Monday, September 20, 2010

Roubini Says Fed Is Out of Ammo, What U.S. Needs Is A Payroll Tax Cut

Ubiquitous Noriel Roubini wrote an article on the Washington Post in which he says that the U.S. needs a payroll tax cut. He reiterates that the chances of a double-dip recession have increased from from "unlikely" to about a "40%"

He also had some praise for the government, which created TARP, Troubled Assets Relief Program, stimulus spending and zero interest rates for nearly two years and managed to prevent a second Great Depression. So far, we should say!

However, as we know, the Fed has little ammunition left. In addition, Roubini says that federal deficit is so high that further stimulus is unwise.

Roubini claims that a better option is for the administration to reduce the payroll tax for two years.

"The reduced labor costs would lead employers to hire more; for employees, the increased take-home pay would boost much-needed economic consumption and advance the still-crucial process of deleveraging households (paying down credit card debt and other legacies of the easy-credit years).

Most policy approaches, including the Obama proposals, have tended to subsidize the demand for capital rather than the demand for labor. That has the problem backward. In the second quarter, capital spending reached an annual growth rate of 25 percent. The argument that increased demand for capital leads to greater demand for labor (i.e., if you buy more machines you need workers to run them) has not held up. Firms are investing in capital goods, equipment and offshore offices that allow them to produce the same amount of goods with less -- and lower labor costs.
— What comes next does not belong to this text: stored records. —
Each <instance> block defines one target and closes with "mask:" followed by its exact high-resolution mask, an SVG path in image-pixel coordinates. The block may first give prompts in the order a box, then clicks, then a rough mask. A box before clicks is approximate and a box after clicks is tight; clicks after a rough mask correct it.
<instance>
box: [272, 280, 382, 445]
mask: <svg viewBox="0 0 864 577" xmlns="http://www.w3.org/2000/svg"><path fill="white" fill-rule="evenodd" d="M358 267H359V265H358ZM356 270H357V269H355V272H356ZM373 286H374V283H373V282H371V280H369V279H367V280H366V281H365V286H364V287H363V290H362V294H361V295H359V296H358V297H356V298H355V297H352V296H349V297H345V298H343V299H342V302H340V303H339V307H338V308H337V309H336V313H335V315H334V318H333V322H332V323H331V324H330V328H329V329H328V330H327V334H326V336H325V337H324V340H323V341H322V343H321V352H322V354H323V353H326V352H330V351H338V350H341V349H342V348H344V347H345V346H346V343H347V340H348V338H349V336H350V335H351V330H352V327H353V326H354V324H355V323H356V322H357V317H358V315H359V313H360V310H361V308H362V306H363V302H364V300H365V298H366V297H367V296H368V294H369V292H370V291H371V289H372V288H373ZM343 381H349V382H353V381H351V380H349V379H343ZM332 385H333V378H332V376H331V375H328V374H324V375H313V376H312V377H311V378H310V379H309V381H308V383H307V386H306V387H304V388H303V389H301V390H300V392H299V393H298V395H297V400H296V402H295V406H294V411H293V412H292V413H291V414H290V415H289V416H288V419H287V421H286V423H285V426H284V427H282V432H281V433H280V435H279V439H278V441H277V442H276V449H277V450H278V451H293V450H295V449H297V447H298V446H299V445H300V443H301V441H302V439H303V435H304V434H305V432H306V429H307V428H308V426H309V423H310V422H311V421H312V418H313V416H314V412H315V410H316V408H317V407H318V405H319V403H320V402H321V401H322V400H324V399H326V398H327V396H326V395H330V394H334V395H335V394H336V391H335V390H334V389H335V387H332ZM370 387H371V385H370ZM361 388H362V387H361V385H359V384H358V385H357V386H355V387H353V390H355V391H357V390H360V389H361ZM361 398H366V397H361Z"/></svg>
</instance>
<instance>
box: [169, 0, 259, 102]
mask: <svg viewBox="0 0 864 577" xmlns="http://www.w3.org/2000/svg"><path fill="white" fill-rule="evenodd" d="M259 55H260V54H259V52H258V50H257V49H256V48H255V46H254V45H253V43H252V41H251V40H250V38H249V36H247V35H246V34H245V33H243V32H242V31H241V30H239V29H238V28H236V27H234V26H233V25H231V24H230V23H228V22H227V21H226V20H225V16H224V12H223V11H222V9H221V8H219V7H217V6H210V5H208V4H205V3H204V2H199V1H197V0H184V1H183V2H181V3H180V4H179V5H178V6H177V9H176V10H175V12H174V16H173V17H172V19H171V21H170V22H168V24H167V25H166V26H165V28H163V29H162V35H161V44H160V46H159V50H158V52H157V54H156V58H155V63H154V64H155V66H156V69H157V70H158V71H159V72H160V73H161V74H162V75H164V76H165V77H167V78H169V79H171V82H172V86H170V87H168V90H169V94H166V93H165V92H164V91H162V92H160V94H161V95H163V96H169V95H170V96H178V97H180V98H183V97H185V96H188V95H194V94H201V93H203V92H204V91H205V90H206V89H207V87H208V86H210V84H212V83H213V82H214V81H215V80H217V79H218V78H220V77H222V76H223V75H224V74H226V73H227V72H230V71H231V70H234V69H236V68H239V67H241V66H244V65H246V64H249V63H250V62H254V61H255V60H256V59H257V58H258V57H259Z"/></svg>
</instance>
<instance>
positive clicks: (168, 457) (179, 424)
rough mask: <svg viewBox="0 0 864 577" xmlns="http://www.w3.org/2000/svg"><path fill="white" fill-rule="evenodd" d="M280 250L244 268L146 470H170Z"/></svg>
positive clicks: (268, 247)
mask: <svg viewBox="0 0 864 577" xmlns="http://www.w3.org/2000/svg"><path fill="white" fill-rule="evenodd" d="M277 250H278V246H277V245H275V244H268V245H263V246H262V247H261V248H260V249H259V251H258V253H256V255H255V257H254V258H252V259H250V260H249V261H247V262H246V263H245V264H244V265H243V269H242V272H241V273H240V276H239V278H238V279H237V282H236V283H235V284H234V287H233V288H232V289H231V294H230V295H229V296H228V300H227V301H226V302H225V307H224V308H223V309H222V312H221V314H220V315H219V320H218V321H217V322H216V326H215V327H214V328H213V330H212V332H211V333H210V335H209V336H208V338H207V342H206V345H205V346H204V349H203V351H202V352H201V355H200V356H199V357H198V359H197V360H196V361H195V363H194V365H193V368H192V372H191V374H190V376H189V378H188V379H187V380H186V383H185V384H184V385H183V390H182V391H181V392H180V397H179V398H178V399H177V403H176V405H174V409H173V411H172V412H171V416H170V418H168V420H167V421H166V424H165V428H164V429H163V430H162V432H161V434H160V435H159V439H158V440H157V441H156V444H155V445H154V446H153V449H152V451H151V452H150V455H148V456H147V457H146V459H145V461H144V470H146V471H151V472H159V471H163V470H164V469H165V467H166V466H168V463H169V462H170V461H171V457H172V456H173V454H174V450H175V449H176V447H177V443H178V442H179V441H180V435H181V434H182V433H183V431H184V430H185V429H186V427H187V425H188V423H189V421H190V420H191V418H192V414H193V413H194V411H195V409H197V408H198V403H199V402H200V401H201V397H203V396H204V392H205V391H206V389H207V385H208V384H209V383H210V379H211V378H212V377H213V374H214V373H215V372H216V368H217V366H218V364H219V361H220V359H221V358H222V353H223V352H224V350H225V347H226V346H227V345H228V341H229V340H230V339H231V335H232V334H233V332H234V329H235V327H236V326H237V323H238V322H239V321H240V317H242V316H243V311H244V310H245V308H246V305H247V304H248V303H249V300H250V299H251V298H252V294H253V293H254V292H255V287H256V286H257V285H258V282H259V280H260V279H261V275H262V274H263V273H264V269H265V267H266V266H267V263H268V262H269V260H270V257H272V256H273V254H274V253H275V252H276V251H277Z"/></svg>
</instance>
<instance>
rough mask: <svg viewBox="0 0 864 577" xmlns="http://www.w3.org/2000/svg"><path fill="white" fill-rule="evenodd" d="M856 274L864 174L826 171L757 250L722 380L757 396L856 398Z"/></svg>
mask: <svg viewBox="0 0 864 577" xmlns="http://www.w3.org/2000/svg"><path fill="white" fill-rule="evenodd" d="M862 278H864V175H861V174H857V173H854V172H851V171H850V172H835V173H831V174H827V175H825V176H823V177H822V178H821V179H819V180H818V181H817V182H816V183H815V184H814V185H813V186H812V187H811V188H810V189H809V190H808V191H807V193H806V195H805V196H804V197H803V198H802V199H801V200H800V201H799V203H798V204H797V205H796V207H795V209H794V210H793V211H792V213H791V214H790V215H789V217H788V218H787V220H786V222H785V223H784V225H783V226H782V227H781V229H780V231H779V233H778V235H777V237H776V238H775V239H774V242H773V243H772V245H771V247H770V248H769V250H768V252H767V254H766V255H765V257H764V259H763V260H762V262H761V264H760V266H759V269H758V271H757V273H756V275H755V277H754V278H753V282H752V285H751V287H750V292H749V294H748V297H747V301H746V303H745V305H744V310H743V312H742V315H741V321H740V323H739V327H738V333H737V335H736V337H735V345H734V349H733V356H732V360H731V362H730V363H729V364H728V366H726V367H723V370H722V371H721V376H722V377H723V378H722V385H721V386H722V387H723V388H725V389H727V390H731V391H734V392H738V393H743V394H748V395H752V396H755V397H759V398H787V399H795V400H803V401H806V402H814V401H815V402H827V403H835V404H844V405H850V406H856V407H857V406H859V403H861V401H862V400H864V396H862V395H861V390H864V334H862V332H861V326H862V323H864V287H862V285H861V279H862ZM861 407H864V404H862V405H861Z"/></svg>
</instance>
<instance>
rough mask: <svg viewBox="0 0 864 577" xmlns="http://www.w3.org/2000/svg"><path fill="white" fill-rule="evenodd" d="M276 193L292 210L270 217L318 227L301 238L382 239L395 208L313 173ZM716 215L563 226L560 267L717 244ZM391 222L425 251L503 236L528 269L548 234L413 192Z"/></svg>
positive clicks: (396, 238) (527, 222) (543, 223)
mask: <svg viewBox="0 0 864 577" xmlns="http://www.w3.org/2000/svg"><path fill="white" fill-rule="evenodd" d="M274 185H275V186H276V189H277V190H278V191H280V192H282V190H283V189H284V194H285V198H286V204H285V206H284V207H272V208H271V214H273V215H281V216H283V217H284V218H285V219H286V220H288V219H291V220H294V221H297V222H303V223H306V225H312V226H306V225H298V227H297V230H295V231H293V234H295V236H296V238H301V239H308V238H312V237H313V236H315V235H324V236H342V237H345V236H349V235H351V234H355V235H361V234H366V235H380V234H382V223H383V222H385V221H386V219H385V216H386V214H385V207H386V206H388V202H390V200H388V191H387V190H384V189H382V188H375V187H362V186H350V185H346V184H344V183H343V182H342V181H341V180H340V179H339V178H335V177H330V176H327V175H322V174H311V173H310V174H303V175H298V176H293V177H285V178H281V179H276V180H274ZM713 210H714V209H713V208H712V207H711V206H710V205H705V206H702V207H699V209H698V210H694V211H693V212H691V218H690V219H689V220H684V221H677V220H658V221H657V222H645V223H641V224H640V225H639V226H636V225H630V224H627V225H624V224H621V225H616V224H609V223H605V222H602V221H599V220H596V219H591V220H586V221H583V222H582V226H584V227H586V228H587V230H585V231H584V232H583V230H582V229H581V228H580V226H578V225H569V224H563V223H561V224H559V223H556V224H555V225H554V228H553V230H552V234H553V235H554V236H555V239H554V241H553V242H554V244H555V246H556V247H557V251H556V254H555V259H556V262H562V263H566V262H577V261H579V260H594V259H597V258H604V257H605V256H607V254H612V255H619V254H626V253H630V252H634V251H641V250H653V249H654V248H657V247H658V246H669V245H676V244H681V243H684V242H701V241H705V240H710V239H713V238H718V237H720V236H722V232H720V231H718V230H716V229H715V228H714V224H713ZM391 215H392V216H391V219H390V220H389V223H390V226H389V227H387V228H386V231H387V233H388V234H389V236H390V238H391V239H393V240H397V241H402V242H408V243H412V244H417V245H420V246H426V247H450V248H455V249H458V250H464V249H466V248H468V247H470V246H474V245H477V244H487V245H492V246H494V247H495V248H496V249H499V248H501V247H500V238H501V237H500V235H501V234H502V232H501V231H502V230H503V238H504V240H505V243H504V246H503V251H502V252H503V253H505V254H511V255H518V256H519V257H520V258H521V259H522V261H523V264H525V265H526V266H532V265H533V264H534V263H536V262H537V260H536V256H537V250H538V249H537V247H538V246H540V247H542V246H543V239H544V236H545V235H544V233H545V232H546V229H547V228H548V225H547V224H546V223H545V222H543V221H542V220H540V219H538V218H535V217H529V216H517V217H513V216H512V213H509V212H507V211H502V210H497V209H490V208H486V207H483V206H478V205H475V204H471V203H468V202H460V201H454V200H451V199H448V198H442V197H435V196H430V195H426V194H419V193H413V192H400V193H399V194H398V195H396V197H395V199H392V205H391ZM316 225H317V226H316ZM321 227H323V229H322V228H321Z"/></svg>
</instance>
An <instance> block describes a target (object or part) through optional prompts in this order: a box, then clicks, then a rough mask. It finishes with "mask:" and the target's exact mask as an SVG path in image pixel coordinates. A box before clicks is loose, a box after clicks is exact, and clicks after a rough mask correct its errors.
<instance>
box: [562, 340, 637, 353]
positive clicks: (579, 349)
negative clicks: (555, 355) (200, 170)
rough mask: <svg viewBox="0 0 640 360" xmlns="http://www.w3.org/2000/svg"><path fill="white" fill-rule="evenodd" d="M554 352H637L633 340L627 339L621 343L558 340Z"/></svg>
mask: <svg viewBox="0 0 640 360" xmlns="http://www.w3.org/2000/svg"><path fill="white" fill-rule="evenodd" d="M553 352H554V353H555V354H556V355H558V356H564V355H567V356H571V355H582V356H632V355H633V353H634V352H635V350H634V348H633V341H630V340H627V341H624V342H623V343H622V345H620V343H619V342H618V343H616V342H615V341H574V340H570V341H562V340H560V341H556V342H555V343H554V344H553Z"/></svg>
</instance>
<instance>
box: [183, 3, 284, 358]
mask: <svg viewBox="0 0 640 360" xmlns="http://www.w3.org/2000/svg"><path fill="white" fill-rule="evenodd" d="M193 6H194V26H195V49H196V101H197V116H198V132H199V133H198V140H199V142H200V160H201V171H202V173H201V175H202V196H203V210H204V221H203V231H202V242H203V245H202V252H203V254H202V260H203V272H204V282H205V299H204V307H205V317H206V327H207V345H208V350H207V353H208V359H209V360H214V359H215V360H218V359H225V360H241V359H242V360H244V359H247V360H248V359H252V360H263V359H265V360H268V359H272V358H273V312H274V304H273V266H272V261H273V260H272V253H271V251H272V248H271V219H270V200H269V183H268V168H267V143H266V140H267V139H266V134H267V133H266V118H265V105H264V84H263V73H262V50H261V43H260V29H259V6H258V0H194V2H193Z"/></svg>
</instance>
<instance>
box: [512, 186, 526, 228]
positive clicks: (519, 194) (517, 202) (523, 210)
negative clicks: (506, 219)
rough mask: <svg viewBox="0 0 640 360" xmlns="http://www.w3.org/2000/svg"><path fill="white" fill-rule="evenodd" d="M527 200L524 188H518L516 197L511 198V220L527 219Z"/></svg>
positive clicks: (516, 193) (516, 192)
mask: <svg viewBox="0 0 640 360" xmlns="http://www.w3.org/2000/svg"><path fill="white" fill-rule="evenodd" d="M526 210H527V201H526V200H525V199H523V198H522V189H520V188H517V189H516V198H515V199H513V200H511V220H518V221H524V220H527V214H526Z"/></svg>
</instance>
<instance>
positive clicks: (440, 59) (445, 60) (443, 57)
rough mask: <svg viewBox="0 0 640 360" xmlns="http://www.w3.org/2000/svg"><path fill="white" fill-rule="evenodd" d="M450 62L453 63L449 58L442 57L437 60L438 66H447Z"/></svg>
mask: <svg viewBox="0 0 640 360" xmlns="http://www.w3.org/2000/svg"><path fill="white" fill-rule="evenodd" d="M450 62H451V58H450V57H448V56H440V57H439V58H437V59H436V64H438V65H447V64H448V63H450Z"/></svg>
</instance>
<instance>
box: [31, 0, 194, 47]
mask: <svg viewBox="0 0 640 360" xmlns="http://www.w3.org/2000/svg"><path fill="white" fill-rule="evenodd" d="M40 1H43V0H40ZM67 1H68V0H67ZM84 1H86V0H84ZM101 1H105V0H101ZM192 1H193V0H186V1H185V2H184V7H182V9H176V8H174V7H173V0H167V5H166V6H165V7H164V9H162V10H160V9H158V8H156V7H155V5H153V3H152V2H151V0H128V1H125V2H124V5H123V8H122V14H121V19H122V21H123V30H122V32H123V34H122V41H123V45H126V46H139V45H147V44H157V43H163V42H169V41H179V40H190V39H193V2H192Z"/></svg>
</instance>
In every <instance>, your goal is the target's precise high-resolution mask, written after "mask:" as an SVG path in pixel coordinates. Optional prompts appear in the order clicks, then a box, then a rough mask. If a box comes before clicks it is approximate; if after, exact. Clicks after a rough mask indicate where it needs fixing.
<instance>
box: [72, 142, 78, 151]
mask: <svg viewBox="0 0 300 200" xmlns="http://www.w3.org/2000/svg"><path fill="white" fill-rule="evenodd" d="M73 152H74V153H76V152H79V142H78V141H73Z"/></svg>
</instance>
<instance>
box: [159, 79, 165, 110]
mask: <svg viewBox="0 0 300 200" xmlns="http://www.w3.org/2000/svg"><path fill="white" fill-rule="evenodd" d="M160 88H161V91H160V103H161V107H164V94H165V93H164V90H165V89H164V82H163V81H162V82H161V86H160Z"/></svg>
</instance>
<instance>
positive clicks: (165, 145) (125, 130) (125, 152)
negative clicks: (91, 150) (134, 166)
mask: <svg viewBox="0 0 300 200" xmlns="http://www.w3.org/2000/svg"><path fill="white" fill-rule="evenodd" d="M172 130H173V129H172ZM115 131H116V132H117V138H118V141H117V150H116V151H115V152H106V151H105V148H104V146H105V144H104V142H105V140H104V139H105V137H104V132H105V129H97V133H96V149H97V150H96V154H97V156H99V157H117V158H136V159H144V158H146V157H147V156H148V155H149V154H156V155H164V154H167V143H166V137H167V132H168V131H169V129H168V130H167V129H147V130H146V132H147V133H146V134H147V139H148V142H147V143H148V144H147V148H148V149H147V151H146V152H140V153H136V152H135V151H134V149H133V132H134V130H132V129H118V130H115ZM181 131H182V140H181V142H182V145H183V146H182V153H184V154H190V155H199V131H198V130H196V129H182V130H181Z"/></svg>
To avoid a chronic increase in the unemployment rate, we need to subsidize the demand for labor -- achieving job creation -- rather than making it cheaper to buy capital, as investment and other tax credits would do".

"[...] A tiny percentage of the highest-income Americans will pay more for the service the government rendered to their brokerage firms and investment banks in 2008. In exchange, a large tax break can be fashioned for employers and employees that jump-starts consumption, encourages hiring and thereby reduces the risk of a double dip without busting the budget".